Generator Requirements

For sites requiring extended outage protection:

SpecificationValue
Fuel TypeDiesel (most common) or natural gas
Start Time< 15 seconds from utility loss
Runtime24–72 hours at full load (fuel dependent)
TestingMonthly no-load test, annual full-load test

Cooling Requirements

Heat Dissipation

All electrical power consumed by servers converts to heat. Use the rack power budget to calculate cooling load.

MetricValue
Rack heat output (typical)3,080 W = 10,510 BTU/hr
Rack heat output (peak)4,550 W = 15,525 BTU/hr
Conversion1 W = 3.412 BTU/hr

Cooling Configuration

SpecificationMinimumRecommended
Inlet Air Temperature18–27°C (64–80°F) per ASHRAE A120–25°C (68–77°F)
Humidity20–80% RH (non-condensing)40–60% RH
AirflowHot aisle / cold aisle separationContained hot aisle or cold aisle
Cooling Capacity per Rack5 kW8–10 kW
RedundancyN+1 CRAC/CRAH unitsN+1 with automatic failover

Airflow Management

  • Install blanking panels in all unused U-spaces to prevent hot air recirculation.
  • Route cables through overhead trays or under-floor pathways to avoid obstructing airflow.
  • Monitor inlet temperature per rack with sensors feeding into the monitoring stack (SNMP → Prometheus).
  • Set alerting thresholds: warn at 27°C inlet, critical at 32°C inlet.

Monitoring and Alerting

MetricSourceAlert Threshold
PDU load (amps per phase)PDU SNMP> 80% of circuit rating
UPS battery chargeUPS SNMP< 80% charge
UPS on batteryUPS SNMPAny event (immediate alert)
Inlet temperatureRack sensor> 27°C warn, > 32°C critical
HumidityRoom sensor< 20% or > 80% RH

Feed these into Prometheus via SNMP Exporter and create Grafana dashboards for the facilities team.

Considerations

  • Power efficiency: Select 80+ Titanium PSUs (96% efficiency at 50% load) to reduce waste heat and operating cost.
  • Phase balancing: Distribute server power supplies across phases evenly to avoid phase imbalance on three-phase circuits.
  • Cable management: Use color-coded power cables (red for Feed A, blue for Feed B) to prevent accidental disconnection of the wrong feed.
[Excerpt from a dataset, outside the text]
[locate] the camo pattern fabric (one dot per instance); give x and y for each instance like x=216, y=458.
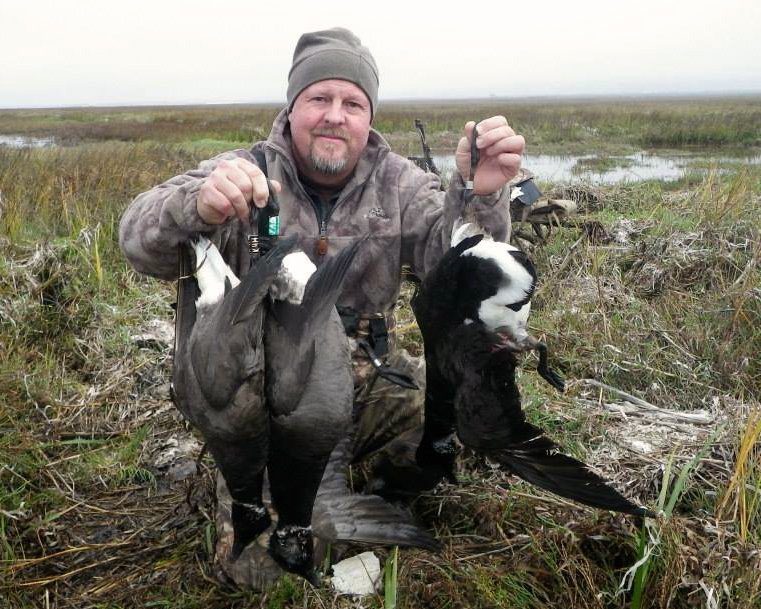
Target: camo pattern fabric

See Cabling Standards.
  • Maintenance windows: UPS battery replacement and PDU firmware updates require planned maintenance. Schedule during low-traffic periods and verify 2N redundancy before taking either feed offline.
  • Capacity planning: Track actual power draw per rack monthly. If any rack exceeds 70% of circuit capacity, plan expansion before hitting the 80% derate limit.